Dengan segenap keberaniannya, Joane pelan-pelan membuka Tangan yang menutupi wajahnya. Mungkin jika sudah melihat wujud makhluk itu yang sebenarnya, Dia akan lebih tenang menjemput ajalnya di tangan Makhluk itu.

Matanya terbuka, Ia melihat dua kaki di depannya. Kemudian terus mendongakkan kepalanya sampai berhenti tepat pada seraut wajah kaku dan sorot mata yang dingin dan tajam, yang dihiasi cambang menambah keangkeran wajahnya.

"He he he he, dasar penakut. Mudah sekali Kau percaya dengan semua omonganku hah!, tiba-tiba saja Nek Ishaq sudah berdiri di belakangnya dengan suara terkekeh.

"Dia, Tuan Pieter. Pemilik rumah ini. Ayo sapa dan beri hormat padanya." Nek Ishaq menepuk kepala Joane sehingga kesadarannya pulih.

"Tu....Tu an Pieter." dengan suara bergetar dan takut, Joane mendongakkan kepalanya, kemudian menunduk lagi dan memberi salam hormat pada pria dingin yang masih berdiri di hadapannya.

"Karena Kau sekarang sudah melihatku, maka Kau harus ku beri hukuman. Aku paling tidak suka dengan manusia pembangkang sepertimu."

mendengar kata hukuman, nyali Joane semakin menciut. Tapi, paling tidak kini Ia bisa merasa sedikit lega karena ternyata tidak ada monster di rumah itu.

"Sa ya siap menerima hukuman dari Tuan."

"Bagus, Kau memang harus menerima semua hukuman jika melanggar peraturan di rumah ini. Aku tidak mau Kau hanya menumpang makan dan tidur dengan gratis di rumahku."

"Baik Tuan, Saya mengerti. Katakanlah hukuman apa yang akan Aku dapatkan." Joane tak punya pilihan lain. Ia sudah memilih, untuk tetap tinggal di rumah itu. Daripada harus kembali dan dipaksa menikah lagi dengan lelaki yang tak dicintainya.

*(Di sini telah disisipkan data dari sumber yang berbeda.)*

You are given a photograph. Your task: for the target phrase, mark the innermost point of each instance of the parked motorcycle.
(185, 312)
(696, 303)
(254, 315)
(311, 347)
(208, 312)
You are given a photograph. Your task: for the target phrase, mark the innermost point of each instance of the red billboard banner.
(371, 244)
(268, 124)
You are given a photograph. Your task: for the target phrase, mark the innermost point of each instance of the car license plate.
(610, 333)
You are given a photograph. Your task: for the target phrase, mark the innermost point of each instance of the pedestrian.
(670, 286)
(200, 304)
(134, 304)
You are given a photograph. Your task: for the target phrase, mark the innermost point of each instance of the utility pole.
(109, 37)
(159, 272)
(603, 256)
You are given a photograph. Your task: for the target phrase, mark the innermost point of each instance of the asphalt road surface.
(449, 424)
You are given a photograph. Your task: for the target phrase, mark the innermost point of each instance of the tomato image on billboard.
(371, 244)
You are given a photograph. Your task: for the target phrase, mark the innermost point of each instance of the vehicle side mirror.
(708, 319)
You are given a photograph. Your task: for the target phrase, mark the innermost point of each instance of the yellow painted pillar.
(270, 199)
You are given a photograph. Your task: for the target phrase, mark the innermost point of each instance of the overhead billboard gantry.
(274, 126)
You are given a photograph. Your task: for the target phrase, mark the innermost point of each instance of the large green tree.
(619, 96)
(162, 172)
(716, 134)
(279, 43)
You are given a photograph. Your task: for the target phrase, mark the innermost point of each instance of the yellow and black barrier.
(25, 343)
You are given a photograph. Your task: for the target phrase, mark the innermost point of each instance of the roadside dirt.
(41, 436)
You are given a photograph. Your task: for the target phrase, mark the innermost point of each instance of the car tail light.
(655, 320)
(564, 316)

"Dengarkan baik-baik gadis nakal! mulai besok, jam lima pagi Kau sudah harus membersihkan ruangan ini sampai benar-benar bersih. Dan membawakanku sarapan pagi.. Dan Kau dilarang keluar dari rumah ini saat siang hari."

"Baik Tu an, akan Saya laksanakan hukuman dari Anda. Apakah ada lagi Tu an?"

"Satu hal lagi dan ini sangat penting. Jika Kau melanggarnya, maka nyawamulah yang akan menjadi taruhannya." Tuan Pieter nampak menghela nafas panjang dan menghembuskannya dengan berat.

"Kau tidak boleh mengatakan kepada Siapapun tentang keberadaanku di rumah ini. Tutup mulutmu dengan rapat. Apa Kau sudah paham?"

Joane menganggukkan kepalanya, meskipun sebenarnya Ia merasa sangat heran. Kenapa orang seperti Tuan Pieter tidak mau diketahui keberadaannya oleh orang lain.